Over the last few centuries, much of mankind's ingenuity has been focused on eliminating the inconvenience of distance.
From sailing ships to modern air transportation; from hand-carried letters to global telepresence -- we spend a lot of time and money to overcome distance in the physical world.
And, in the next few years, there's going to be an intense focus in IT in doing exactly the same thing.
Why Is This Important?
I don't think most casual observers realize just how important distance is when considering IT at a global scale. The speed of light -- and its associated latency -- is not our friend.
Wikipedia tells us that photons and electrons cruise along at about ~300,000 kilometers per second.

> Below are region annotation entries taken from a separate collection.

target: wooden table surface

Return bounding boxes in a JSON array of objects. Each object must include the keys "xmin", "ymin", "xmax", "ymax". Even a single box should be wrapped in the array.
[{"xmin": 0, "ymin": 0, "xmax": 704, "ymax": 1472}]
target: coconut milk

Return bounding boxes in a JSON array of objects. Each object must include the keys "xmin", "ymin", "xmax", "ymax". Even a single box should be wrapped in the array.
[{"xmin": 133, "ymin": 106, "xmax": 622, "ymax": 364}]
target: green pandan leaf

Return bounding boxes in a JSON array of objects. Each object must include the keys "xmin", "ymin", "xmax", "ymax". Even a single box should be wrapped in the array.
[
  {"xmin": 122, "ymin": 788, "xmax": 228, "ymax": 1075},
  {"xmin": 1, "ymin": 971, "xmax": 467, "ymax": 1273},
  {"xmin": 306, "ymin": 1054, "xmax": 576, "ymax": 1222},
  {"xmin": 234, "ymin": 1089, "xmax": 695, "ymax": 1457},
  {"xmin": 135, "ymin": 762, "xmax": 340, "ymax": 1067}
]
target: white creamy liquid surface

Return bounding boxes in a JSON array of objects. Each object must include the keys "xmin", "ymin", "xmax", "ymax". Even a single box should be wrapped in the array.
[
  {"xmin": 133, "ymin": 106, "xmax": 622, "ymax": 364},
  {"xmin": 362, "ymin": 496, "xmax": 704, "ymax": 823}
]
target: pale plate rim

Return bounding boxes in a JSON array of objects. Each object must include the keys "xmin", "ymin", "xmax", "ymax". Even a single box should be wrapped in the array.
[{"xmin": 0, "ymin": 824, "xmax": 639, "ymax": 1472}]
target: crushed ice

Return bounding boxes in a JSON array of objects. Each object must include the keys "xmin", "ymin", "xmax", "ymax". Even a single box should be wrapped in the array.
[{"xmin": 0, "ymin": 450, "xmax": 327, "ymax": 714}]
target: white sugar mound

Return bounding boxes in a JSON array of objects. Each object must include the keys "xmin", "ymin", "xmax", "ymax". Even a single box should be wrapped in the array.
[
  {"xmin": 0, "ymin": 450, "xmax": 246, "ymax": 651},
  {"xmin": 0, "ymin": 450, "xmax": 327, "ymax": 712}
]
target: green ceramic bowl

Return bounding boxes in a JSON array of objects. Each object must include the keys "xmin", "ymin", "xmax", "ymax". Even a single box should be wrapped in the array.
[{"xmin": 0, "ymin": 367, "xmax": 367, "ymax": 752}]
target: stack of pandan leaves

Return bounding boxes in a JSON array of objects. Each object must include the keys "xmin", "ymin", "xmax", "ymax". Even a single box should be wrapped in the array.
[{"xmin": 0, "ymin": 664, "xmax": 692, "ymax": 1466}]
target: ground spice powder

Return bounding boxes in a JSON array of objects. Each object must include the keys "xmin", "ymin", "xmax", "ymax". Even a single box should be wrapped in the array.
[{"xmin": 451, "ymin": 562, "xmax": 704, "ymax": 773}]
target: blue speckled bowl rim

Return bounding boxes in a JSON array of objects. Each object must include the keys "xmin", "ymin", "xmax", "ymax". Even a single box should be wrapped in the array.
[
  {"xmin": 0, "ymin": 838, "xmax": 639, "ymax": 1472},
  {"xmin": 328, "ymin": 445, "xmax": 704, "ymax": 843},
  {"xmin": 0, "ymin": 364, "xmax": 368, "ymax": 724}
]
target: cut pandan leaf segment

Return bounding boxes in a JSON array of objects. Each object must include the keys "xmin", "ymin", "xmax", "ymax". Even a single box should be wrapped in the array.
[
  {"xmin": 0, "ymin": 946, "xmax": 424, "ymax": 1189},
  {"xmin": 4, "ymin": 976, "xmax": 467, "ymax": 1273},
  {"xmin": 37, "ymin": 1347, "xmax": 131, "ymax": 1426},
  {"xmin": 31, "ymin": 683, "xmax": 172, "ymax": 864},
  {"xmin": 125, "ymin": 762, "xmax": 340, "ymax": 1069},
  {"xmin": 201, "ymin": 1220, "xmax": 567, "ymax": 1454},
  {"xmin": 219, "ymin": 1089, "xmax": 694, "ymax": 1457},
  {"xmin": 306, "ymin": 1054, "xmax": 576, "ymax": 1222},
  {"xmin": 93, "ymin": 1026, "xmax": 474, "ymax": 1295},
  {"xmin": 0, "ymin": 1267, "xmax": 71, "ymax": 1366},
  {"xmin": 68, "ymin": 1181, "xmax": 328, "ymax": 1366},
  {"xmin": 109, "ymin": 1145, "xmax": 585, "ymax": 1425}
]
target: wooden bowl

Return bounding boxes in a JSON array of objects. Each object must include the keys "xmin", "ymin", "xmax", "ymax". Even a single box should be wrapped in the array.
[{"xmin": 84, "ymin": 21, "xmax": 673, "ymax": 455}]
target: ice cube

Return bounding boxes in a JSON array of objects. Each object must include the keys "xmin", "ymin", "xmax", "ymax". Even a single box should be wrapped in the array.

That sounds fast, but in the IT world, we care about milliseconds, so that's about ~300 kilometers per millisecond.
Most information transfer protocols require some sort of round-trip acknowledgment, and there's additonal processing along the way, so a handy rule-of-thumb I've heard is that you add about a millisecond of latency for every 100km of network length.
Doesn't sound like much, but it can add up.
You can see the effect if you've ever traveled to Singapore or Sydney, and tried to access a web application in North America or Europe. You may have plenty of bandwidth, but the latency can be downright annoying, especially for "chatty" applications.
Many of us believe that the only practical way to generically solve this problem is to figure out how to get the information closer to the user.
When considering IT infrastructure at global scale, the same problem arises.
If you own multiple data centers in multiple time zones, you'd like to be able to pool your resources if possible. It's one class of problem if everything is in the same room; it's another class of problem entirely when considering doing this on a global scale.
Distance can also be your friend when considering physical data centers. The farther apart they are, the more protected you are from various worst-case business continuity scenarios. For very large companies, there's comfort in knowing that you can potentially conduct global business operations from any continent if needed.
Indeed, in a distance-agnostic world, we think about high availability differently, business continuity differently, resource pooling differently, load balancing differently. We take what we've learned around DRS and vMotion clusters and start thinking really big.
Overcoming distance -- in a cost-effective yet performant manner -- dramatically affects how we think about how many data centers we'll need, how big they need to be, where they need to be located, etc.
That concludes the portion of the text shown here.